The only difference is that the Skinks around here are the largest I’ve ever seen. They’re HUGE.
The first one I saw Jack drag in and bat around the floor was big, but I thought that perhaps it was just a one off abnormally large specimen. After the third one I began to wonder if perhaps skinks lived communinally in nests, and perhaps Jack had stumbled upon the Skink King’s nest.
Whatever the story, Jack hasn’t dragged any in for a few day so perhaps they’ve learned to hide better, or Jack has lost interest in hunting skinks for the time being.
A few weeks back (ie mid september) Simone and I were out shopping in what is a fairly major department store, and were frankly bewildered to walk through one section of the store and see shop assistants scurrying about unpacking boxes of christmas decorations, merchandise and associated paraphenalia.
Christmas isn’t for 3 months!!! Surely people don’t need that much time to get their stuff together?
It just reinforces my cynicism (there I go using that word again) about the commercial nature of yet another holiday. And it seems to be getting earlier and more pervasive each year.
In a reminder that synicism is so easy when working in the health system, this weekend was grand final weekend, with the AFL final on saturday, and the NRL final on sunday, and I was working both days.
Now the bit which inspired cynicism is that normally saturdays and sundays in ED, particularly the afternoons, are hectic with millions of people presenting, usually with pretty mundane complaints (I’ve had a cough for 5 weeks, my little toe hurts, and the like).
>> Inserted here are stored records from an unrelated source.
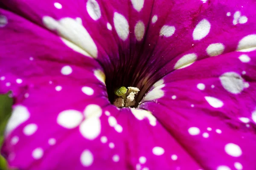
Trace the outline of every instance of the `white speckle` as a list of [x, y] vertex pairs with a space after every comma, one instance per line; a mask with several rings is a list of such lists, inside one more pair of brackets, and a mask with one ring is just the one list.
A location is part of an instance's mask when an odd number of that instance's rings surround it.
[[209, 133], [207, 133], [207, 132], [204, 132], [204, 133], [203, 133], [203, 137], [204, 137], [205, 138], [208, 138], [209, 137]]
[[108, 28], [108, 29], [109, 30], [110, 30], [110, 31], [112, 30], [112, 26], [109, 23], [107, 23], [107, 28]]
[[93, 74], [97, 79], [105, 84], [106, 76], [104, 73], [100, 70], [96, 70], [93, 71]]
[[238, 58], [243, 62], [249, 62], [250, 61], [250, 58], [246, 54], [242, 54]]
[[233, 157], [239, 157], [242, 155], [242, 150], [237, 144], [230, 143], [225, 146], [226, 153]]
[[83, 93], [88, 96], [91, 96], [94, 93], [93, 89], [89, 87], [83, 87], [81, 90]]
[[138, 41], [142, 40], [145, 32], [145, 26], [142, 21], [139, 21], [134, 27], [135, 37]]
[[62, 8], [62, 6], [61, 5], [61, 4], [58, 3], [54, 3], [54, 6], [55, 6], [55, 8], [56, 8], [57, 9], [59, 9]]
[[27, 120], [29, 117], [30, 113], [26, 107], [21, 105], [15, 106], [6, 128], [6, 134], [8, 135], [12, 131]]
[[108, 142], [108, 138], [105, 136], [102, 136], [100, 138], [100, 141], [103, 143], [106, 143]]
[[158, 156], [163, 155], [164, 153], [164, 150], [162, 147], [159, 146], [154, 147], [152, 150], [152, 152], [155, 155]]
[[243, 78], [236, 73], [225, 73], [220, 76], [219, 79], [223, 88], [230, 93], [239, 94], [244, 89]]
[[176, 63], [174, 69], [185, 68], [193, 64], [196, 60], [197, 56], [195, 53], [189, 54], [183, 56]]
[[252, 113], [252, 119], [256, 123], [256, 110]]
[[138, 12], [141, 11], [144, 5], [144, 0], [131, 0], [131, 4]]
[[189, 133], [192, 135], [197, 135], [200, 133], [200, 130], [197, 127], [191, 127], [188, 130]]
[[108, 146], [111, 148], [113, 149], [115, 147], [115, 144], [114, 144], [113, 142], [110, 142], [109, 144], [108, 144]]
[[256, 34], [247, 35], [240, 40], [237, 46], [237, 51], [250, 52], [256, 50]]
[[5, 77], [4, 76], [2, 76], [1, 77], [0, 77], [0, 80], [1, 81], [3, 81], [5, 79]]
[[18, 143], [19, 142], [19, 140], [20, 139], [17, 136], [15, 136], [11, 139], [11, 144], [12, 145], [15, 145]]
[[38, 129], [38, 126], [35, 123], [31, 123], [26, 126], [23, 129], [23, 133], [26, 136], [33, 134]]
[[151, 22], [152, 22], [152, 23], [153, 23], [153, 24], [155, 23], [157, 20], [157, 15], [154, 15], [154, 16], [153, 16], [152, 17], [152, 20], [151, 20]]
[[29, 94], [27, 93], [26, 93], [24, 94], [24, 97], [25, 97], [25, 98], [28, 98], [29, 96]]
[[61, 90], [61, 89], [62, 89], [62, 87], [60, 85], [57, 85], [57, 86], [56, 86], [55, 87], [55, 90], [57, 91], [60, 91]]
[[38, 147], [32, 152], [32, 157], [35, 159], [39, 159], [44, 155], [44, 150], [40, 147]]
[[83, 166], [90, 167], [93, 162], [93, 155], [90, 150], [85, 150], [81, 154], [80, 161]]
[[86, 56], [97, 58], [96, 45], [87, 30], [76, 19], [66, 17], [56, 20], [46, 16], [43, 17], [43, 23], [47, 28], [56, 31], [68, 47]]
[[50, 145], [54, 145], [56, 144], [56, 139], [54, 138], [50, 138], [48, 140], [48, 144]]
[[204, 38], [210, 31], [211, 24], [206, 19], [201, 20], [196, 26], [193, 31], [194, 40], [201, 40]]
[[106, 116], [110, 116], [110, 113], [108, 111], [105, 111], [105, 114]]
[[16, 82], [18, 84], [21, 84], [22, 83], [22, 80], [20, 79], [16, 79]]
[[243, 169], [243, 165], [239, 162], [235, 162], [234, 166], [237, 170], [242, 170]]
[[217, 170], [231, 170], [230, 168], [225, 165], [221, 165], [218, 167]]
[[126, 40], [129, 35], [129, 24], [123, 15], [115, 12], [114, 13], [114, 26], [118, 36], [123, 41]]
[[198, 89], [201, 90], [204, 90], [205, 88], [205, 85], [203, 83], [198, 83], [196, 87]]
[[244, 16], [241, 16], [241, 17], [239, 18], [239, 19], [238, 20], [238, 22], [239, 23], [241, 24], [244, 24], [247, 23], [247, 21], [248, 18], [247, 18], [247, 17]]
[[88, 0], [86, 3], [86, 10], [92, 19], [96, 21], [101, 17], [99, 6], [95, 0]]
[[120, 125], [116, 125], [115, 126], [115, 130], [118, 133], [122, 132], [122, 128]]
[[117, 122], [116, 122], [116, 118], [115, 118], [115, 117], [112, 116], [110, 116], [108, 117], [108, 121], [109, 125], [111, 127], [113, 127], [117, 124]]
[[8, 23], [7, 18], [4, 15], [0, 15], [0, 28], [4, 27]]
[[173, 160], [176, 161], [178, 159], [178, 156], [176, 155], [172, 155], [171, 158]]
[[77, 127], [83, 119], [81, 113], [74, 110], [67, 110], [60, 113], [57, 118], [57, 122], [61, 126], [67, 129]]
[[156, 125], [157, 119], [150, 111], [133, 108], [131, 108], [130, 109], [134, 116], [138, 120], [142, 120], [145, 118], [147, 118], [151, 125], [155, 126]]
[[204, 99], [211, 106], [214, 108], [220, 108], [224, 105], [222, 101], [215, 97], [206, 96]]
[[67, 75], [72, 73], [72, 68], [69, 65], [66, 65], [62, 67], [61, 70], [61, 72], [63, 75]]
[[221, 134], [221, 130], [219, 129], [217, 129], [215, 130], [216, 133]]
[[100, 134], [100, 120], [97, 117], [87, 118], [81, 123], [79, 130], [84, 138], [89, 140], [93, 140]]
[[145, 163], [146, 163], [146, 161], [147, 161], [147, 159], [145, 156], [140, 156], [139, 158], [139, 162], [141, 164], [145, 164]]
[[224, 51], [225, 46], [221, 43], [211, 44], [206, 48], [207, 54], [211, 57], [220, 55]]
[[167, 37], [171, 37], [173, 35], [175, 30], [175, 27], [174, 26], [163, 26], [160, 30], [160, 36]]
[[114, 155], [113, 156], [113, 157], [112, 157], [112, 160], [115, 162], [117, 162], [119, 161], [119, 159], [120, 158], [119, 157], [119, 156], [117, 155]]
[[250, 119], [247, 117], [239, 117], [238, 119], [242, 122], [244, 123], [249, 123]]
Both days this weekend however basically from half an hour before kickoff to half an hour after the full time whistle there were maybe 2 or 3 people in the waiting room at a time. The masses may have been sick, but not sick enough to miss out on watching the beloved footy.
Meanwhile two dozen doctors and nurses sat around getting paid to twiddle their thumbs for a couple of hours.
Then as soon as the game was over they started to show up again. In droves. Admitting that they had had their ailments while the game was on, but that they felt it could wait.
You feel like giving them a good piece of your mind (ie. a slap around the head) and pointing out that if it was that unimportant that it came second to football, then it was probably the kind of thing that was better being seen by their GP the next day, and that they were just wasting our time and the taxpayers’ money be being in ED with such trivialities.
The quiet irony which does the hint of a smile back into my heart is that the masses who showed up after the game finished probably ended up waiting 2-6 hours to be seen, due to their large numbers and minor conditions (people in ambulances automatically take higher priority when they arrive), whereas if they had showed up while the game was on they would probably have been seen almost instantly.
Today we had a number of very sick people come through ED.
As such we had been breaking out a fair amount of the good drugs which, in other times and other places, people would pay good money to get their hands on.
One guy was having a heart attack and we were giving him large quantities of morphine to control his pain.
Another lady was having intractible seizures, and again we were using fairly decent amounts of sedatives to stop her from fitting for long enough to stabilise her airway and CT scan her head.
And when all the excitement wore off, and things had settled down, I got to take all the unused morphine and valium and squirt it down the sink.
In my mind I could almost hear the cries of anguish from all the junkies of the world, and it amused me.